Randomness tests (or tests for randomness), in data evaluation, are used to analyze the distribution of a set of data to see if it is random (patternless). In , as in some computer simulations, the hoped-for randomness of potential input data can be verified, by a formal test for randomness, to show that the data are valid for use in simulation runs. In some cases, data reveals an obvious non-random pattern, as with so-called "runs in the data" (such as expecting random 0–9 but finding "4 3 2 1 0 4 3 2 1..." and rarely going above 4). If a selected set of data fails the tests, then parameters can be changed or other randomized data can be used which does pass the tests for randomness.

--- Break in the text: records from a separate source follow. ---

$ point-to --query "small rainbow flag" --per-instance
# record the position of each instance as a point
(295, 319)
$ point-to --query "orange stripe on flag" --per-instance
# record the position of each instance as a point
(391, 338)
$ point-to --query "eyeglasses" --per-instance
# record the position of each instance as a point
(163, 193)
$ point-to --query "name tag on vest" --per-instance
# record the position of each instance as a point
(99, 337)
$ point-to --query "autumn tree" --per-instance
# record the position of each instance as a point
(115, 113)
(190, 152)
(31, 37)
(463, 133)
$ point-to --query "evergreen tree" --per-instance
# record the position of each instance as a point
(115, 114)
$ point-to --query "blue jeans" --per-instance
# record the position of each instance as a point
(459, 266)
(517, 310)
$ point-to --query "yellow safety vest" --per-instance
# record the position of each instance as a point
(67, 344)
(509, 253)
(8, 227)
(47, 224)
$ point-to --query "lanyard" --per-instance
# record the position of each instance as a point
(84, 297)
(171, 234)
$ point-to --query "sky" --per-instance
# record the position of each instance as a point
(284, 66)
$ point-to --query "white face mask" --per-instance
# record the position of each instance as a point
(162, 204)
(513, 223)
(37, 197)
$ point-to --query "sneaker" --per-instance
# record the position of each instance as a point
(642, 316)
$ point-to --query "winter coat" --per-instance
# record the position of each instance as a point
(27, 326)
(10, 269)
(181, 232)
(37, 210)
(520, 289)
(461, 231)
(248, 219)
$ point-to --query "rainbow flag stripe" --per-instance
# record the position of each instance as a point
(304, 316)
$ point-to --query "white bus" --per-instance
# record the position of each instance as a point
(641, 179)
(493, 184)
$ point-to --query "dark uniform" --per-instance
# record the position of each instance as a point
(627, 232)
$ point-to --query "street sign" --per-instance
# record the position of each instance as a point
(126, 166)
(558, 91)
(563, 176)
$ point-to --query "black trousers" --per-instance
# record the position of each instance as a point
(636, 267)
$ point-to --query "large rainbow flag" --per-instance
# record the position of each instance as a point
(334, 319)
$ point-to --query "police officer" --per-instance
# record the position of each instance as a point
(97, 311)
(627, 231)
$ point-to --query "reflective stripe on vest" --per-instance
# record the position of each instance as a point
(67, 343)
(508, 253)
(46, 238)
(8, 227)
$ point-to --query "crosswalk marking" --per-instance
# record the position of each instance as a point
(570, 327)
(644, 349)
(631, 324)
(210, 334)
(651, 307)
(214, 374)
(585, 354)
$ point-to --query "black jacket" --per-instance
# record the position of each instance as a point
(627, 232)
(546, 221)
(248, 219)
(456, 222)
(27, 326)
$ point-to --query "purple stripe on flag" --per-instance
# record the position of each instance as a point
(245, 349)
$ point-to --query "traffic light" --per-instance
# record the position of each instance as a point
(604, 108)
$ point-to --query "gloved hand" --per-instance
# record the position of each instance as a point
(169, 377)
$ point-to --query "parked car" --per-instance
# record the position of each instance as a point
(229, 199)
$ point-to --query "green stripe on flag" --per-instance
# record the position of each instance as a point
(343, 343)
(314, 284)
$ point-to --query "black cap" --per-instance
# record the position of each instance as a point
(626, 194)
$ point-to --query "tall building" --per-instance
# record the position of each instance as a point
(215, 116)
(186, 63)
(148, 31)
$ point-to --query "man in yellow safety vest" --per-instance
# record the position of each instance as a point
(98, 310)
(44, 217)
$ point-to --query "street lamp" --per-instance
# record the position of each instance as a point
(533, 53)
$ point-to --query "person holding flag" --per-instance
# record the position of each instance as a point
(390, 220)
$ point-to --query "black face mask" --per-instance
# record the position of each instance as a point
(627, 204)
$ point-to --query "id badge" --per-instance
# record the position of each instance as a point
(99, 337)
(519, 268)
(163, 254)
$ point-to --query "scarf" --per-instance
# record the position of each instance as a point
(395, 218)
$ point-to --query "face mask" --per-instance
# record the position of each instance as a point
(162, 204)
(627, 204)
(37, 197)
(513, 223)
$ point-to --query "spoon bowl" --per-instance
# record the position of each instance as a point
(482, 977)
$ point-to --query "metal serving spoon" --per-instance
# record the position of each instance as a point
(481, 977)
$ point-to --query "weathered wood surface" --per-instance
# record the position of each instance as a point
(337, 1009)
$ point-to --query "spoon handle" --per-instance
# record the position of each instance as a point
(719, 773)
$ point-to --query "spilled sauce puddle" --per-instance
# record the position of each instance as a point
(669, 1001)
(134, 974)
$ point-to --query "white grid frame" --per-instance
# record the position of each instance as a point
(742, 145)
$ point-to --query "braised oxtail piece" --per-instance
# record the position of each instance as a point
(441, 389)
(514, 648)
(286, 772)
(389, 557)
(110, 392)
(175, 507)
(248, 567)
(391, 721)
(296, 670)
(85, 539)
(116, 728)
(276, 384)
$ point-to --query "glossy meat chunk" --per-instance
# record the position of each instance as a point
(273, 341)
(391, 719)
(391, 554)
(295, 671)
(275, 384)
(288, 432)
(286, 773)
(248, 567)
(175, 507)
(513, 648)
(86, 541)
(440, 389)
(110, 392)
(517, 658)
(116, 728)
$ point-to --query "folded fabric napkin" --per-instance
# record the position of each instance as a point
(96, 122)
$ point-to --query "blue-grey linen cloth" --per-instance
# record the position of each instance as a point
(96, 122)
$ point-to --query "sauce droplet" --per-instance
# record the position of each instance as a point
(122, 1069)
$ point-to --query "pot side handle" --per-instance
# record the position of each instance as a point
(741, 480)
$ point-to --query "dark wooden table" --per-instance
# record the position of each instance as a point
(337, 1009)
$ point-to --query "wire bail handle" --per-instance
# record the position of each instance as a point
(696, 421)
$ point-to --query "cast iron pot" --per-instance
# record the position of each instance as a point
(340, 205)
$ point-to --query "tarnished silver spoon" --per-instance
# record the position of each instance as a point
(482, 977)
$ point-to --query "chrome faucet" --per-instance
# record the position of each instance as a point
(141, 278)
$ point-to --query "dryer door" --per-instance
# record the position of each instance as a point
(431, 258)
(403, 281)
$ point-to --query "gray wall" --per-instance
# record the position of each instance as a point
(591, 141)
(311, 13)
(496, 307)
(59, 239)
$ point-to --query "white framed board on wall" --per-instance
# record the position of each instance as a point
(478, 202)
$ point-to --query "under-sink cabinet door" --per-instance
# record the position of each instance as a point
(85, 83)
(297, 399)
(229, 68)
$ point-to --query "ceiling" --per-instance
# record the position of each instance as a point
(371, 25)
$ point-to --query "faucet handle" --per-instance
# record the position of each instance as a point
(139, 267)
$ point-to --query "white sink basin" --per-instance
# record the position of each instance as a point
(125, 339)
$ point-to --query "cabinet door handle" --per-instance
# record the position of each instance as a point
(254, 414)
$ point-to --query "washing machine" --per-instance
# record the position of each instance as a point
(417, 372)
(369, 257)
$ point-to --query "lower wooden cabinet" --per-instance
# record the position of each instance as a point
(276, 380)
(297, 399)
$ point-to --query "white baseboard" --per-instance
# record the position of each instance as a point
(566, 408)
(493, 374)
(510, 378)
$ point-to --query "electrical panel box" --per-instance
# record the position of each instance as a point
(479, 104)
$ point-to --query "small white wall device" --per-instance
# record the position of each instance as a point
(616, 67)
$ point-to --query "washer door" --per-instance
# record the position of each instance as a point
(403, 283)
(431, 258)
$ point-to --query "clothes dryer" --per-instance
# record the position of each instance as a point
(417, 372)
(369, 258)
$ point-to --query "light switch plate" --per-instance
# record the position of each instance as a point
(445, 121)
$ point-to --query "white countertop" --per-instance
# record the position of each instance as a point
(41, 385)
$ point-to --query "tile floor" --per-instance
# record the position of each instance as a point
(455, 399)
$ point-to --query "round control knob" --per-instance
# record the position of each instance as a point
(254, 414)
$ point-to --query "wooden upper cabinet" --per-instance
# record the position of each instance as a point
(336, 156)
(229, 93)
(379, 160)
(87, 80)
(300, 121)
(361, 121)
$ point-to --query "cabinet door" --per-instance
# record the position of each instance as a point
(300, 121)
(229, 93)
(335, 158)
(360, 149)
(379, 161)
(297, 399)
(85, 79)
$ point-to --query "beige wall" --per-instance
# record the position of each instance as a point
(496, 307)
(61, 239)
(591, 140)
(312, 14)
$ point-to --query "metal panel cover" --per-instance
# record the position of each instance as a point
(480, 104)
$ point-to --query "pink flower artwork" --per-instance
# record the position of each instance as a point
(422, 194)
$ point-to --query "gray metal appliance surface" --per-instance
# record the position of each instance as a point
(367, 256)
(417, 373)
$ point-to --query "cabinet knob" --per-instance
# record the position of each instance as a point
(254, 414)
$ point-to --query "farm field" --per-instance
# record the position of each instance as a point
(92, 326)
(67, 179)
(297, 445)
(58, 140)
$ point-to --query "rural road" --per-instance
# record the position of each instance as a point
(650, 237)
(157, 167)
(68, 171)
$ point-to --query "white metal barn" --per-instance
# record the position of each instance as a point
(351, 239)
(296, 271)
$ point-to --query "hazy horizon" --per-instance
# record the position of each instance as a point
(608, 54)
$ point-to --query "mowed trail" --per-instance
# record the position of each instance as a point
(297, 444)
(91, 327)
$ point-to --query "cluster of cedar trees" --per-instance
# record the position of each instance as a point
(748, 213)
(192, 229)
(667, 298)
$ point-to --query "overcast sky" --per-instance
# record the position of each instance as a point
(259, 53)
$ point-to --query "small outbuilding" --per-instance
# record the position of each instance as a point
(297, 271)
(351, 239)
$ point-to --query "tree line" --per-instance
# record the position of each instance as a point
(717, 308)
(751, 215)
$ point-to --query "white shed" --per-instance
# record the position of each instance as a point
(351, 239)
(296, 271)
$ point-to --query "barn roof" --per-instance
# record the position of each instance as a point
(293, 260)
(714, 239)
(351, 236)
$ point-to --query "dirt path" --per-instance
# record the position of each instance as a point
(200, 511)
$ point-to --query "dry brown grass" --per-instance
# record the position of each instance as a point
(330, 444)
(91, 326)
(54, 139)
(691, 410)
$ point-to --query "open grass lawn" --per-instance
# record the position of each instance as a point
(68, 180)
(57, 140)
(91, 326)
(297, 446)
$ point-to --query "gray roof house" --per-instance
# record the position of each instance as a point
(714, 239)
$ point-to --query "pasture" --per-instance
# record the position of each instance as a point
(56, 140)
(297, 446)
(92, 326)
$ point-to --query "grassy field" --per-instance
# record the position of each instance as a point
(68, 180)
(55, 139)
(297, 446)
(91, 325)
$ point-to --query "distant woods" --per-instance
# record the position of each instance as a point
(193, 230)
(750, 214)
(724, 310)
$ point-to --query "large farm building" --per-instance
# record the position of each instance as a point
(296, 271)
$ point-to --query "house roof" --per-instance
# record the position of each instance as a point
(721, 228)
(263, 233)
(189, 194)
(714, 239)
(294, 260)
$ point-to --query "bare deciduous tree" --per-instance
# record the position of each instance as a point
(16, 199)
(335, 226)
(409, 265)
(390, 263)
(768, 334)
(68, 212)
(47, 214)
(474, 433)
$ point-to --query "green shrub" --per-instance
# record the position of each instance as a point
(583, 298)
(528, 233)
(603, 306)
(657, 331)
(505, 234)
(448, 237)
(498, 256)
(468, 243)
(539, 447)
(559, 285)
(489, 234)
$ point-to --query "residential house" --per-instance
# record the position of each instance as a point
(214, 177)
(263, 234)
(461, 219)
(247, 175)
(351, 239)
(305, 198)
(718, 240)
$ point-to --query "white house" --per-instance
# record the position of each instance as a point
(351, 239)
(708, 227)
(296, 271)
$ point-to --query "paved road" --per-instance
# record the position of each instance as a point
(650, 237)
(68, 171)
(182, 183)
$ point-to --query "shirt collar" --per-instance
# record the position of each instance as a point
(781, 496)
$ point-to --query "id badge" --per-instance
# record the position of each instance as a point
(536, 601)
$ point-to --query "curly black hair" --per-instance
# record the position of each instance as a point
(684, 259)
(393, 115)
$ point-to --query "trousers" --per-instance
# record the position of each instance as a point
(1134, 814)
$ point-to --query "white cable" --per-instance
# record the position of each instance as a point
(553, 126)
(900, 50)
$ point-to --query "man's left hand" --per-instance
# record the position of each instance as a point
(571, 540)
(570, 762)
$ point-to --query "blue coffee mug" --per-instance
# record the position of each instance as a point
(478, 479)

There are many practical measures of randomness for a binary sequence. These include measures based on statistical tests, transforms, and complexity or a mixture of these. A widely used collection of tests introduced by Marsaglia is called the Diehard Battery of Tests
The issue of randomness is an important philosophical and theoretical question. Tests for randomness can be used to determine whether a data set has a recognisable pattern, which would indicate that the process that generated it is significantly non-random.
Many "random number generators" in use today are defined algorithms, and so are actually pseudo-random number generators. The sequences they produce are called pseudo-random sequences. These generators do not always generate sequences which are sufficiently random, but instead can produce sequences which contain patterns. For example, the infamous RANDU fails many randomness tests dramatically, including the Spectral Test. Wolfram used randomness tests on the output of Rule 30 to examine its potential for generating random numbers, though it was shown to have an effective key size far smaller than its actual size and to perform poorly on a chi-squared test. The use of an ill-conceived random number generator can put the validity of an experiment in doubt by violating statistical assumptions. Though there are commonly used statistical testing techniques such as NIST standards, Yongge Wang showed that NIST standards are not sufficient. Furthermore, Yongge Wang designed statistical–distance–based and law–of–the–iterated–logarithm–based testing techniques. Using this technique, Yongge Wang and Tony Nicol detected the weakness in commonly used pseudorandom generators such as the well known Debian version of OpenSSL pseudorandom generator which was fixed in 2008.